Interview d’Isabelle Kocher pour le Journal du Dimanche par Bruna Basini et Guillaume Rebire (extraits)

 Isabelle KocherQu’attendez-vous de Ia COP22, à laquelle vous allez participer ?

La COP21 de Paris a été spectaculaire en termes de convergence et d’éveil des consciences. Elle a acte que le réchauffement climatique était devenu un défi mondial et qu’il était urgent de bouger. Marrakech sera la conférence des mesures concrètes. ENGIE s’était mobilisé dès la COP21 pour l ‘énergie solaire en lançant l’initiative Terrawatt avec des industriels et des financiers. Nous voulons agir sur ce qui freine le développement du solaire, notamment en matière de financement. Nous voulons définir avec les Etats des règles du jeu qui soient partout les mêmes, par exemple, un type de contrat standard pour développer un projet de ferme solaire.

 

Pourquoi l’énergie solaire vous semble-t-elle si importante ?

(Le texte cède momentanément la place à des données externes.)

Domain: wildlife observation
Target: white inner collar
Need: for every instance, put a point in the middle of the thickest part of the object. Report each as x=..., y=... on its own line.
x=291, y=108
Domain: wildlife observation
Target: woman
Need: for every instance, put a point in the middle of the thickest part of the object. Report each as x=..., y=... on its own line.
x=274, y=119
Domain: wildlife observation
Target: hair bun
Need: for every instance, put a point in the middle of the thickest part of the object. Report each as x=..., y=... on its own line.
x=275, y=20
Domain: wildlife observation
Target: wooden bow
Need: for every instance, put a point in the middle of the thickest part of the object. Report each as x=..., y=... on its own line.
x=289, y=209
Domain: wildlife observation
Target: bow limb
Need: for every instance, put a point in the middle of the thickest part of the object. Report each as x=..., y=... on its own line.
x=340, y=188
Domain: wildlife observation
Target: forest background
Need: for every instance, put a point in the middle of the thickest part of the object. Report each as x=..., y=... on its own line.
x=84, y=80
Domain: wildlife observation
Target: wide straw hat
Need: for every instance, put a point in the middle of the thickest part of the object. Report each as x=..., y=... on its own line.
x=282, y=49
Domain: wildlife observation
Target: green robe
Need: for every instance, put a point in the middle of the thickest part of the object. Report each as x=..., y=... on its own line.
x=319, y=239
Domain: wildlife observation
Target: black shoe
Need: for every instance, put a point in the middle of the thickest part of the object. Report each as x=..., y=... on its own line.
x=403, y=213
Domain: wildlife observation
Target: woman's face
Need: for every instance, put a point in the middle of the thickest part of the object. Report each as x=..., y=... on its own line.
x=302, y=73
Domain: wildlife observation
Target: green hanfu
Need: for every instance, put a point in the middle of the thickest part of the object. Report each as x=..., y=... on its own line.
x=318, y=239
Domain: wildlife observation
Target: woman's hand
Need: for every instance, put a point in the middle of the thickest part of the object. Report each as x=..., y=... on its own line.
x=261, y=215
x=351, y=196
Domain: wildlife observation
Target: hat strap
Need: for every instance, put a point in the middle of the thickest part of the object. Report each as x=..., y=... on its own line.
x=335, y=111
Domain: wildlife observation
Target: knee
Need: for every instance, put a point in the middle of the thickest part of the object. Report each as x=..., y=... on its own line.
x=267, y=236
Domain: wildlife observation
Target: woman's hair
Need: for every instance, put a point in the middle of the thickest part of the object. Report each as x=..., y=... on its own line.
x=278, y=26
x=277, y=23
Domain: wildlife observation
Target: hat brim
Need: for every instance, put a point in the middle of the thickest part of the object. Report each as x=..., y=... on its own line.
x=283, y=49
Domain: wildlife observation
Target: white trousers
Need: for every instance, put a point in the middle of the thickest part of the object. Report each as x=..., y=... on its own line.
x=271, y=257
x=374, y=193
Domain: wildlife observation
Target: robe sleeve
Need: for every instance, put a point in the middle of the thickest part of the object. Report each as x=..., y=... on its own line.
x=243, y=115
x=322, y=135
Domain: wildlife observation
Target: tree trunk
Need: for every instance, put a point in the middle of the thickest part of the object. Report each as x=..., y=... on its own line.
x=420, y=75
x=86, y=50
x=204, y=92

C’est une ressource qui n’émet pas de C02 et qui est quasi illimitée, capable de couvrir vingt fois les besoins actuels en électricité de la planète. II y en a pratiquement dans tous les pays. On peut l’exploiter a petite comme à très grande échelle. La nouvelle génération de panneaux solaires, des films transparents à caler sur des bâtiments, par exemple, et qu’on ne verra plus, sera plus efficace. Surtout, le solaire pourrait permettre d’inclure 2 milliards de personnes qui n’ont pas accès à l’énergie et donc au développement. L’objectif de l’ensemble des acteurs est massif : produire 2, 5 térawatts en 2030, l’équivalent de 2.500 réacteurs nucléaires. Le solaire ne suffira pas seul, il faudra le combiner avec les autres énergies renouvelables, le gaz, l’hydrogène.

 

Un monde où l’energie sera 100 % renouvelable est-il possible ?

C’est possible, mais ce n’est pas pour tout de suite. II faut avancer dans les technologies de stockage, le coeur du problème. Les batteries progressent et leur coût baisse fortement. II y a aussi les solutions de stockage par l’hydrogène, au point dans cinq à dix ans. Enfin, le gaz, qui sera de plus en plus renouvelable, fournit une bande de continuité quand il n’y a pas de soleil ou de vent. Ces nouvelles générations de technologies qui émergent chez nous doivent y rester. Pour cela, il faut des fonds d’investissement qui les accompagnent pour les faire grossir.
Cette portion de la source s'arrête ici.